En d'autres lieux, d'autres temps, ce disque de Raspberry Bulbs aurait vu le jour de manière locale et confidentielle, sur un label engagé comme Havoc ou Amphetamine Reptile; il aurait été pressé à moins de 500 exemplaires, dont une bonne moitié aurait été mise à disposition du groupe pour qu'il l'écoule à la sortie des concerts donnés dans les 3 états limitrophes de son état natal; surtout, il aurait exclusivement été disponible chez quelques disquaires caractériels ou via des mail-orders où son titre aurait eu tout le mal à du monde à émerger de blocs de texte interminables mal photocopiés en caractères minuscules sur du papier jauni.
Mais nous sommes en 2014, le disque sort sur Blackest Ever Black, un label autant capable de sortir du dark ambient que de la musique improvisée ou le prochain disque de Tomas More, il sera sans doute pressé sur vinyle 180 grammes disponible chez Urban Outfitters et la masse informe de son public potentiel comprend une bonne dizaine de publics aux contours eux mêmes de moins en moins perceptibles, qui vont de la niche des hardcoreux par intermittence à l'intelligentsia black metal qui collectionne les cassettes et qui n'a jamais entendu une note d'Anorexia Nervosa.

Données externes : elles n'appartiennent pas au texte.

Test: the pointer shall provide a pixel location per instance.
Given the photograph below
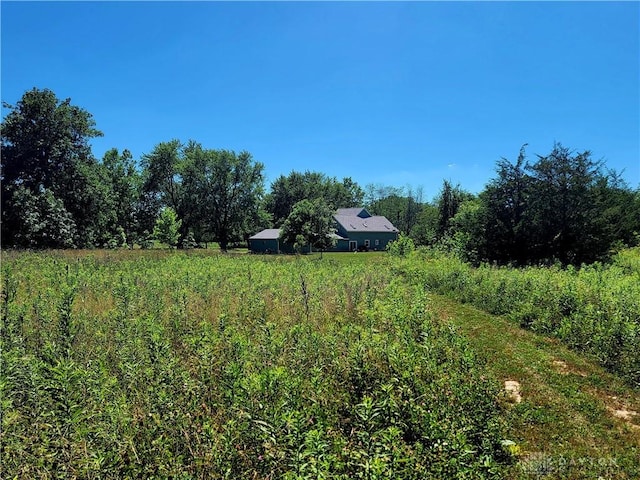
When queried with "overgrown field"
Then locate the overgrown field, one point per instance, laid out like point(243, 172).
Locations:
point(151, 365)
point(594, 309)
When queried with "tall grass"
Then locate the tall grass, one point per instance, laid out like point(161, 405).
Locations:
point(595, 309)
point(191, 366)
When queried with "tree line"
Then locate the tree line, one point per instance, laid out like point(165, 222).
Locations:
point(563, 207)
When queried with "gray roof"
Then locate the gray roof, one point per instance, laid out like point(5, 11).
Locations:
point(376, 223)
point(268, 234)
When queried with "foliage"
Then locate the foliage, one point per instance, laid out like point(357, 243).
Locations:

Est-ce que c'est une bonne chose, ou une mauvaise? A l'instar de l'épineux problème des boutiques de musée qui vendent des saladiers design, on est un peu en peine de trancher mais on a notre petite idée; surtout, on est touchés par l'aplomb avec lequel Marco del Rio, ancien blast-beateur sous le nom de "He Who Crushes Teeth" au sein du duo black metal / crust Bone Awl, refuse les étiquettes (punk, black metal, whatever) et préfère lister des influences littéraires (Lovecraft, Arthur Machen) quand il pond une déchirade du genre de celle que vous pouvez écouter ci-dessous. Privacy, le deuxième album de Raspberry Bulbs, sort mi-novembre.